Artinian and Non-Artinian Local Cohomology Modules

http://dx.doi.org/10.4153/CMB-2011-042-5
Canad. Math. Bull. 54(2011), 619-629

  Published:2011-03-11
 Printed: Dec 2011

Let $M$ be a finite module over a commutative noetherian ring $R$. For ideals $\mathfrak{a}$ and $\mathfrak{b}$ of $R$, the relations between cohomological dimensions of $M$ with respect to $\mathfrak{a}, \mathfrak{b}$, $\mathfrak{a}\cap\mathfrak{b}$ and $\mathfrak{a}+ \mathfrak{b}$ are studied. When $R$ is local, it is shown that $M$ is generalized Cohen-Macaulay if there exists an ideal $\mathfrak{a}$ such that all local cohomology modules of $M$ with respect to $\mathfrak{a}$ have finite lengths.

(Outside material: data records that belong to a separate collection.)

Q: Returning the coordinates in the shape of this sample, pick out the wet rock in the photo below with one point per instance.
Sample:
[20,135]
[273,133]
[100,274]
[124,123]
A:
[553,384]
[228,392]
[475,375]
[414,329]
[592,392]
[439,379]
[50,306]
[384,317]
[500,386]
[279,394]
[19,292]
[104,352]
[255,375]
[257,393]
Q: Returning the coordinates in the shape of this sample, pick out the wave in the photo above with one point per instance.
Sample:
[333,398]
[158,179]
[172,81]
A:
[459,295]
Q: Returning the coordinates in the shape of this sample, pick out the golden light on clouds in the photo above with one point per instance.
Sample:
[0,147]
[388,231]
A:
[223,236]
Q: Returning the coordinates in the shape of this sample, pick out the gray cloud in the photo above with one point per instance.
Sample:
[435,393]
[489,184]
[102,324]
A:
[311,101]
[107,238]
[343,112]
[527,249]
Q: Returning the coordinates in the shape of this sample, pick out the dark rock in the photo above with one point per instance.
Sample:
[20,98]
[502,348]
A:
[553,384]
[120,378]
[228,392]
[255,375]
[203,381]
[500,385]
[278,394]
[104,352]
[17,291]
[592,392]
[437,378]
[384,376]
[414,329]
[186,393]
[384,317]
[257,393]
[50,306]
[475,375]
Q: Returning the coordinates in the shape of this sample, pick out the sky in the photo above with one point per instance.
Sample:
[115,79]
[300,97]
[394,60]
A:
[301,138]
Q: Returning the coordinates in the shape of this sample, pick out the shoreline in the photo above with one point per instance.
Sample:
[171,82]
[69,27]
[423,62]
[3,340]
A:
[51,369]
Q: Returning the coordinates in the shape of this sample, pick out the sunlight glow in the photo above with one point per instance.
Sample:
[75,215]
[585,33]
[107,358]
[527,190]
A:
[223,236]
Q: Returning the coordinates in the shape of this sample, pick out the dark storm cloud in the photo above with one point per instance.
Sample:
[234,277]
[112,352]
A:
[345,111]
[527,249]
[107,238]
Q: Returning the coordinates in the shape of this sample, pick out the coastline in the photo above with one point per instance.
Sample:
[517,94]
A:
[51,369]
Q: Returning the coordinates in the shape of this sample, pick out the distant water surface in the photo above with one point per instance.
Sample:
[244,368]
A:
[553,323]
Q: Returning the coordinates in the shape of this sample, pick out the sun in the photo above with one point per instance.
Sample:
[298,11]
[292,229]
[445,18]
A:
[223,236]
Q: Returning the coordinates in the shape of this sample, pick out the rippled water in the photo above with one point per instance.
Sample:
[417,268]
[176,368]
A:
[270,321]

Also, when $r$ is an integer such that $0\leq r< \dim_R(M)$, any maximal element $\mathfrak{q}$ of the non-empty set of ideals $\{\mathfrak{a} : \textrm{H}_\mathfrak{a}^i(M) $ is not artinian for some $ i, i\geq r \}$ is a prime ideal, and all Bass numbers of $\textrm{H}_\mathfrak{q}^i(M)$ are finite for all $i\geq r$.